Explicit Discourse Connectives Tagger - December 14, 2009
-------------------------------------------------------------------------------

This tool is built to automatically identify explicit discourse connectives
and their sense (Expansion, Contingency, Comparison, Temporal).
It takes syntactic parse trees as input and outputs augmented
trees with tags for each discourse connective.

This tool is based on the work described in:
Emily Pitler and Ani Nenkova.  Using Syntax to Disambiguate Explicit
Discourse Connectives in Text.  Proceedings of the ACL-IJCNLP 2009
Conference Short Papers, pages 13-16.

QUICKSTART

At a terminal, while in the addDiscourse directory, type:
perl addDiscourse.pl --parses sample-parse.txt

This will read in the parse trees in sample-parse.txt and output them
augmented with discourse connective tags.  Each word or phrase which
can be a discourse connective is tagged with an ID number 
and its predicted sense (or 0 if predicted non-discourse).
The word, its id, and its sense are separated by # marks.

The possible senses are: Expansion, Contingency, Comparison, Temporal,
or 0 (non-discourse usage).  The four discourse usage tags
correspond to the top level of the sense hierarchy in the Penn
Discourse Treebank.

For example, 
as#6#Temporal should be read as 'the word as in this context has an id of 6, 
and a sense of Temporal'.

Id numbers are used to identify multi-word or long-distance connectives.
The shared id numbers for: 
In#0#Expansion 
and 
addition#0#Expansion
show that ``In addition'' is just one instance of an Expansion connective.


INSTALLING

Uncompress addDiscourse.tar.gz by typing:
gunzip < addDiscourse.tar.gz | tar -xvf -

The file addDiscourse.pl is the program which identifies each
instance of a discourse connective, classifies them,
and prints out the augmented trees.

The resources folder contains two files: connectives.info and connectives.txt.

connectives.info contain the learned feature weights.  This is the
output of Mallet's MaxEnt classifier trained on sections 2-22
of version 2 of the Penn Discourse Treebank.

connectives.txt contains a list of the words and phrases to
consider as possible connectives.  
If you wish, you may add to this list.  Words or phrases 
that were unknown at training time will be classified solely on
the basis of their syntactic context.  
Long-distance connectives (like ``On the one hand...on the
other hand") are specified using .. between the first
half and the second half (on the one hand..on the other hand).


INPUT

Input to the program is specified through the --parses command line
argument:
ie. perl addDiscourse.pl --parses sample-parse.txt

Either a directory or a file can be passed in.  If a directory is given,
it will annotate each of the files contained in that directory.
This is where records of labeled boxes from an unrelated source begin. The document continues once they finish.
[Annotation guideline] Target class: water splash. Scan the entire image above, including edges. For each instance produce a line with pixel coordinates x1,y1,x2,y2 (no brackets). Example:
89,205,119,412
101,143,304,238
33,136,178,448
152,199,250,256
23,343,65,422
The input expected are syntactic parse trees.  The trees
can be either pretty-printed or one sentence per line, it makes
no difference.

OUTPUT

The location of the output is specified through the --output command line
argument:
ie. perl addDiscourse.pl --parses sample-parse.txt --output sample-out.txt

If a file is specified, then output is written to that file.  If a directory
is given, then individual files are placed in to that directory
in the format directory/filename.disc

If no output argument is given, then addDiscourse.pl writes to stdout.